What would happen if you did this in these files...

---- foo.h ----
/* Forward declaration */
#define foo
---- end-of-file ----

---- foo.cpp ----
#define foo 120
---- end-of-file ----

---- main.cpp ----
#include "foo.h"
int main() { return foo; }
---- end-of-file ----

You'd probably say, "That's not going to work!"  And you're right.

Same with templates!

Templates are much like IN-LANGUAGE (instead of the PREPROCESSOR-BASED)
definitions.  The part that is "macro'd" in is the template type parameters.

As such, the compiler needs to have the whole template (i.e., "macro") in
hand to expand it as needed.

Before you stress that the template, which can be quite hefty, is going to
be replicated in every object file (and it is going to be replicated in
every object file!), the linker is designed to strip out duplicates of the
template so the final executable (or shared library or whatever) will only
have one copy of the INSTANTIATED template.

By "INSTANTIATED template", I mean that foo<int> will be a different
instantiation from foo<char>, and that foo<int>'s code will not be reduced
from foo<char>.  (Sidenote, there are some templating tricks that allows
foo<char*> and foo<int*> to both reduce... but that's for the Stepanov's of
the world to figure out.)  However, 50 instances of foo<int> will get
reduced down to one instance of foo<int> in the final executable.

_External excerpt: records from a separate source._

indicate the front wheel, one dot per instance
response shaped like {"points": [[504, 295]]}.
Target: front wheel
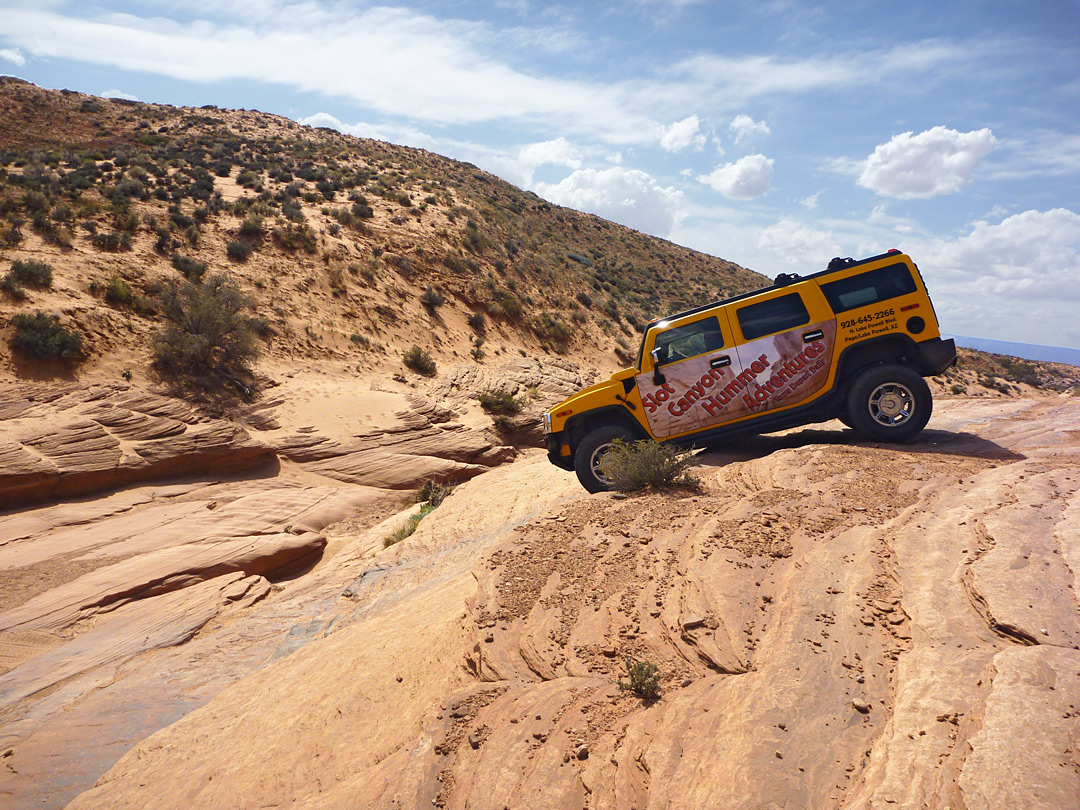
{"points": [[889, 404], [591, 451]]}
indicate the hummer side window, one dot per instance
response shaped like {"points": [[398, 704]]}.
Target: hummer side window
{"points": [[775, 314], [866, 288], [688, 341]]}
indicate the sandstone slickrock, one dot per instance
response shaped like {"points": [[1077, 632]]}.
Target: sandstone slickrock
{"points": [[810, 579]]}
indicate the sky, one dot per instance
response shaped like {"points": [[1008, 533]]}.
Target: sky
{"points": [[772, 133]]}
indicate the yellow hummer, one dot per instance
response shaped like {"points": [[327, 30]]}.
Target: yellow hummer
{"points": [[852, 341]]}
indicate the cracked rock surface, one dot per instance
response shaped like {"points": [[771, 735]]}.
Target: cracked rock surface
{"points": [[835, 624]]}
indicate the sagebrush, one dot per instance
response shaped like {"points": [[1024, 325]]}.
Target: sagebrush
{"points": [[635, 466]]}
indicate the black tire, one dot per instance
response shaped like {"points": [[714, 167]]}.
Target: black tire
{"points": [[590, 451], [889, 404]]}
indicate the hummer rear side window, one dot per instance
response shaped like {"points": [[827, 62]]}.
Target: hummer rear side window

The above caveat about templates being fully in header files, is also true
about inline functions.  Inline functions should also be fully specified in
the header file in C++.  But inline functions don't "reduce", since they are
inline, as you would expect with a macro-function #define.  Sometimes a
function tagged as inline cannot be inlined by the compiler, so in that case
multiple copies of the the ersatz inline function will reduce in the final
executable.

NOTE:  I'm glossing over a lot of details.  I just want you to get the gist
of the template animal in C++, from a C perspective.